ELKVIEW, W.Va. -- John Denver once said music brings people together.
"It allows us to experience the same emotions," he said.
Dave and Bonnie Walker of Sissonville agree. They have been dancing to the sound of country and gospel music since they met last September.
"We enjoy slow dancing," Bonnie said. "We tend to throw a little two-step into the mix as well. . .music binds the two of us together."
The couple met at the Elk River Community Center after losing their spouses. Between the two, they have been married for 106 years.
"We met here and started dancing together," Dave said. "We fell in love and got married on May 11."
The community center, located in downtown Elkview, has been offering up a myriad of activities for residents since the mid-90s. The center has lunch and dinner programs in which hot meals are dished out to seniors. There are rooms dedicated to workout equipment and quilting, as well as an area dedicated to the center's thrift shore, where donations are sold for a profit.
However, the activity that attracts spectators both young and old is one that puts a little swing in their steps.
The center's Friday night jams are sure to pack the house, leaving only enough room for dancing.
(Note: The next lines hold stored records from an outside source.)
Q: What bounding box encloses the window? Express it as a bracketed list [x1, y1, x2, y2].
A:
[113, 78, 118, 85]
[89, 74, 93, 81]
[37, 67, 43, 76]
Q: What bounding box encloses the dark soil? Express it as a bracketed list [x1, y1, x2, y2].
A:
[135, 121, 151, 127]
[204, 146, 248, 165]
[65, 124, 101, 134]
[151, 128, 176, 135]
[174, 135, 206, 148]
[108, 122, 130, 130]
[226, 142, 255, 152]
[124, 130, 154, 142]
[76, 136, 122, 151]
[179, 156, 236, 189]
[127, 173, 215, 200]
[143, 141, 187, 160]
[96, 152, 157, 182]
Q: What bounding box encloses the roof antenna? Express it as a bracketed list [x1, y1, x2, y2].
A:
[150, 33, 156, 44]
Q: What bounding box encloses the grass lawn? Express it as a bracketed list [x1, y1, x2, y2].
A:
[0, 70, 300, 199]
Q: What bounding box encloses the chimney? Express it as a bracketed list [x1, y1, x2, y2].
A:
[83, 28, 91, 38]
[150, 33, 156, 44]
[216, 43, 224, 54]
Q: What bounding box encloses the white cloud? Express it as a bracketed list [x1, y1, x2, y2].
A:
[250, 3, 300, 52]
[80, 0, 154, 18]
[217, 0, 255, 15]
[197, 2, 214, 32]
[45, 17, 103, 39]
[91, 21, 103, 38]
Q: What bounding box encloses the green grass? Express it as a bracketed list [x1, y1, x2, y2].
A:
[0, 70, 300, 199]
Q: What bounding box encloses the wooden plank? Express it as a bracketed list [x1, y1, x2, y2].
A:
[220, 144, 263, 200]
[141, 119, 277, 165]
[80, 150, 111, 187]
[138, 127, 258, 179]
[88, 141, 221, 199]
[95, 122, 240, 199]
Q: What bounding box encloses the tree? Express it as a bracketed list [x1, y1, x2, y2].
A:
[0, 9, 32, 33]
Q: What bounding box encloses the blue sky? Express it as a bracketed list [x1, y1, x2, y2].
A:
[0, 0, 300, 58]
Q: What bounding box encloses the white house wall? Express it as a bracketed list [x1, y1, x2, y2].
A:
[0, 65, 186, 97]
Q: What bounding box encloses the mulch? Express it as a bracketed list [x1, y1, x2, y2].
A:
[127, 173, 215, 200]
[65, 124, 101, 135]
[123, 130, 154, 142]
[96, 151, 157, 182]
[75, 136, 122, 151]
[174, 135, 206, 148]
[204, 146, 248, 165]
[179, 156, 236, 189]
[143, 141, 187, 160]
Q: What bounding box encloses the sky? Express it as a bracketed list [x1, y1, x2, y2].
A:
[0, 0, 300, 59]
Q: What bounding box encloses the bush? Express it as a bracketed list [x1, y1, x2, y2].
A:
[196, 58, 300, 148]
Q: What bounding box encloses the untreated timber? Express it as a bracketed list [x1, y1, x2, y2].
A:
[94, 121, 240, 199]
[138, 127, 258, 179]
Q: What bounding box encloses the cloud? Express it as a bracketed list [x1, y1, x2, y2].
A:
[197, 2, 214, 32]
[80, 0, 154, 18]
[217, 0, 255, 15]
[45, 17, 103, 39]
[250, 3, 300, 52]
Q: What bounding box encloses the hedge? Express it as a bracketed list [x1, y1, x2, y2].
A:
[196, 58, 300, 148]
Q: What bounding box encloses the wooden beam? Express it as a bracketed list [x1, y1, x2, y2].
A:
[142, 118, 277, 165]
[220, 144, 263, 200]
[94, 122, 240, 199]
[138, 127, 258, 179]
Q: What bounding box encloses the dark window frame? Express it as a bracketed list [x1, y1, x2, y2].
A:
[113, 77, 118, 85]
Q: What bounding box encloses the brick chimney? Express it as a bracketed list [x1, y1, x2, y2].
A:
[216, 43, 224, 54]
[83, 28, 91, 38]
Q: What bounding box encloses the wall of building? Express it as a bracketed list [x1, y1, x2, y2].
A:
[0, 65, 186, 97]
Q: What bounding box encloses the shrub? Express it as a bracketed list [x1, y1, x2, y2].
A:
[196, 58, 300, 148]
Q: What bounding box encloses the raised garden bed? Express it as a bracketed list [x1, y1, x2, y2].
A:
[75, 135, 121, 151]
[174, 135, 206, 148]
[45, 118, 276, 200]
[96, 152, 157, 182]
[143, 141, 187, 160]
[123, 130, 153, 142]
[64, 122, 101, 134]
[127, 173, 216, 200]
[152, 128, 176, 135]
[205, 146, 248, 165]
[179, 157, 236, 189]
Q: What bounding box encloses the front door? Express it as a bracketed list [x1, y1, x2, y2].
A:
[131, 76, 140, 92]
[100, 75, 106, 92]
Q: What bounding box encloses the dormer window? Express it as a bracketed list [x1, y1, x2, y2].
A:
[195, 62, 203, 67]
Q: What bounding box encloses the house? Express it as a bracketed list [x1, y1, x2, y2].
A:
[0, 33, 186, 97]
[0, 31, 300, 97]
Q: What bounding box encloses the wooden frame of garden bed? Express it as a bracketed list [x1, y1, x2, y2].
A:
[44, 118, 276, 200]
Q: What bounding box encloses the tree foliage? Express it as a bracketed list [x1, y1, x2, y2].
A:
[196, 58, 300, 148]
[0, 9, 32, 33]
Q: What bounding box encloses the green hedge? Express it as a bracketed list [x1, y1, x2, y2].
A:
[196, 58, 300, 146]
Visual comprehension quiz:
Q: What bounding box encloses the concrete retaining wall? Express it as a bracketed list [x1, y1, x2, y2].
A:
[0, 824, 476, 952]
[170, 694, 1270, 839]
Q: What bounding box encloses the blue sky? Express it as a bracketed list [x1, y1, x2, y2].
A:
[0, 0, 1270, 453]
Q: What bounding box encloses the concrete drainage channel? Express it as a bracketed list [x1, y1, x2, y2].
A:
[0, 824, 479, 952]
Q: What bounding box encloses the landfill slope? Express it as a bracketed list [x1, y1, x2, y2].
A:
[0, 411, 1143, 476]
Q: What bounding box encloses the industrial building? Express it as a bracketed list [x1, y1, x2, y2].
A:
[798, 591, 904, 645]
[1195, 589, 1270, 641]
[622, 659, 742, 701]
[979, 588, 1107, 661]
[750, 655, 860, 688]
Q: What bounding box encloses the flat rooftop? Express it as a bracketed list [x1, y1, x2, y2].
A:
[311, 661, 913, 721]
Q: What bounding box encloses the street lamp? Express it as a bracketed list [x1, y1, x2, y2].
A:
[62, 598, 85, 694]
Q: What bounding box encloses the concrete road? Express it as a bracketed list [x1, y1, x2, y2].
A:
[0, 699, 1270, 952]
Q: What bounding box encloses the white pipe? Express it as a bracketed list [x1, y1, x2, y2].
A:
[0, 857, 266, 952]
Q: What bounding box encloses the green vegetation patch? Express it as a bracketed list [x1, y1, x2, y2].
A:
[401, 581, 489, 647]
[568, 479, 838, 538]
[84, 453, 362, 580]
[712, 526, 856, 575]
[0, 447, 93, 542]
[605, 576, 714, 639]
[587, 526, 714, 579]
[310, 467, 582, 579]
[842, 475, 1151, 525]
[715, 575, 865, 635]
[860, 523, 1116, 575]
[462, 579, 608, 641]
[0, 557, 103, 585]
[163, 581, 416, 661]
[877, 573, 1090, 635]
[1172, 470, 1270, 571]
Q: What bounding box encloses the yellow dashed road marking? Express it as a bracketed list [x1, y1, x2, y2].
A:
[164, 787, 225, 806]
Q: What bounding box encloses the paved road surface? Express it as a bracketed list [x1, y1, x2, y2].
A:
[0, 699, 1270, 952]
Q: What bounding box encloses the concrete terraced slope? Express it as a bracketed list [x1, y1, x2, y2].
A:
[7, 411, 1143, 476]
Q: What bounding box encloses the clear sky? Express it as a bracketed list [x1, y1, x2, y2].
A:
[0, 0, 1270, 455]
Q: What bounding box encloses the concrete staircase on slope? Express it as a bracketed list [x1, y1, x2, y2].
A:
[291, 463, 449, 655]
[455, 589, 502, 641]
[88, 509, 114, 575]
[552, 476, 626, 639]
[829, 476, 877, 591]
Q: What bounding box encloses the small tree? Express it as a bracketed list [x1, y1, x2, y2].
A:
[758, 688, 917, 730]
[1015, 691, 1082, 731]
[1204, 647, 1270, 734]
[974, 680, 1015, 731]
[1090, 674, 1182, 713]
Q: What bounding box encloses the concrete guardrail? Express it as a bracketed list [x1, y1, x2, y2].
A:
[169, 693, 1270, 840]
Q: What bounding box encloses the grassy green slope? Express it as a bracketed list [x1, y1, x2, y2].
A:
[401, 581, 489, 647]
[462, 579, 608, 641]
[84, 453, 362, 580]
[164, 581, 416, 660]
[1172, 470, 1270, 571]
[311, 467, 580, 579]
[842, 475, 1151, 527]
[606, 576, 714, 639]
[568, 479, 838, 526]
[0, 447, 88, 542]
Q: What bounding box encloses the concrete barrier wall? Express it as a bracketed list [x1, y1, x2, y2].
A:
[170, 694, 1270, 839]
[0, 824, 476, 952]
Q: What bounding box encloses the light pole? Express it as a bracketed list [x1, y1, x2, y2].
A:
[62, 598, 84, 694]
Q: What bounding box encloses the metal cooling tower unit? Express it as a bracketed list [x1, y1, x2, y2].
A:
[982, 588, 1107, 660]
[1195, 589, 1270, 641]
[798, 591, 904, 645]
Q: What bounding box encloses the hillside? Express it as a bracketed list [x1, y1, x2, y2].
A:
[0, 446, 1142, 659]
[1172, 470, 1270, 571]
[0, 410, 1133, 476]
Those who come dance in many styles — line dancing, slow dancing, two-stepping and even clogging, which is a type of folk dance in which footwear is used musically by striking the heel to make a sound.
Jack Patton, volunteer at the center for upwards of 15 years, said a band performs at the center every week and the Friday night jams tend to bring out nearly 100 people.
"Back in the '90s, pickers would gather in the area where the thrift store is now and play music together," Patton said. "Today, we invite local groups and use a much larger room for the event because it has become a hit with the public."
Patton takes care of scheduling the bands, a task once done by his assistant, Bob Shaffer.
Shaffer died in mid-June and many of his friends and family went to the June 21 jam that was held in his memory. He was a man adored by many, including Becky Smith of the Country Swingers band.
"We have been playing at the center for a little over four years now," she said. "Bob would always call the night before and remind us of our show. He was a great man and was like family to me and everyone here . . . He will surely be missed."
Becky and her husband, Kenny Smith, make up the Country Swingers. The two live in Spencer and play classic country music, as well a little rock-and-roll and gospel.
They have been playing music together for nearly 40 years.
"Music brought us together," Becky said. "I tell people that I married him for his Fender Telecaster guitar. . .He is an excellent guitarist."
Before they met, Kenny played in an Indiana band named Country Swingers. After the two married, they began playing together — Becky on vocals and Kenny on guitar. The two played several gigs and ended up keeping the name for their duo.